In its ‘Going for Growth’ report, the OECD presents the achievements of reforms in Europe over the last two years.
Greece, Italy and Spain have reduced regulatory barriers to competition.
Ireland and Slovakia have strengthened incentives in R&D and innovation.
Countries like France, Italy, the Netherlands and Portugal have reduced problems in their labour markets.
But we’re not there yet.
Take, for instance, the problem of protected sectors and professions.
The European Commission has identified no fewer than 4,700 regulated professions in EU countries.
Some of these make sense, such as medical specialists.
Others don’t, like golf instructors or second-hand car salesmen.
So this is one of the issues we must continue to address, as well as the age of retirement and the costs of health care.
Implementing the right reforms is a strong instrument to boost growth.
The OECD has calculated that adopting best practices in labour and product markets could increase the eurozone’s output by more than six per cent over 10 years.
In the Eurogroup we say: let’s use this potential!
Ladies and gentlemen,
Thanks to all the measures we’ve taken, the architecture of the eurozone is stronger than it was before the crisis.
But clearly there is still plenty of work to be done.
We have put growth and jobs at the top of our priority list.
Because although growth is picking up, it is weaker and slower than we would like.

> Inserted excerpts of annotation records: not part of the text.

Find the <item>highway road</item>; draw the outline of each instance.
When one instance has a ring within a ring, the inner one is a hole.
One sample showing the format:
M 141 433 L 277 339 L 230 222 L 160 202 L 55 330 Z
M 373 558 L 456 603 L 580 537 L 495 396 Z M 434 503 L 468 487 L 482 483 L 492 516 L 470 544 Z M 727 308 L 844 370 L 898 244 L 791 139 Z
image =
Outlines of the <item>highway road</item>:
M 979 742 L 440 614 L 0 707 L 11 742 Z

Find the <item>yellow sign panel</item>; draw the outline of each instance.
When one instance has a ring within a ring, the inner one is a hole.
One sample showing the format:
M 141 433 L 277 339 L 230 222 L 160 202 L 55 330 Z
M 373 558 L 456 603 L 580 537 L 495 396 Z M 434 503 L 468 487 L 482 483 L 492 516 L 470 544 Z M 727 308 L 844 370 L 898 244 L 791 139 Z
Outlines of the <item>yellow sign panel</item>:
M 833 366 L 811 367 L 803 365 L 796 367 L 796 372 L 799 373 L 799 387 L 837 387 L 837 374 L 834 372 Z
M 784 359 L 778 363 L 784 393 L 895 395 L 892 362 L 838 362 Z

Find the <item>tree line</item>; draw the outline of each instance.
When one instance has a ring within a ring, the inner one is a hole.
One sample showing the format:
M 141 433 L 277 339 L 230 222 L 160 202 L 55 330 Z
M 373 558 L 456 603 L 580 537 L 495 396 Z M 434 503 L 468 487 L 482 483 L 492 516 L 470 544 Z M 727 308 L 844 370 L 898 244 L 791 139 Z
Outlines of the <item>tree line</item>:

The peak in unemployment is behind us.
But as I’ve already said: too many people are still out of work.
I started with the story of Maria Bes.
When she was still in her twenties she worked at the Polytechnic School in
It didn’t make her rich.
She earned just 1,500 guilders.
1,500 guilders a year, mind you.
Still, she was able to make ends meet, and she had a job that suited her.
Let’s work at every level, locally, nationally and in Europe, to make sure that all those who followed in Maria’s footsteps get the chances they deserve.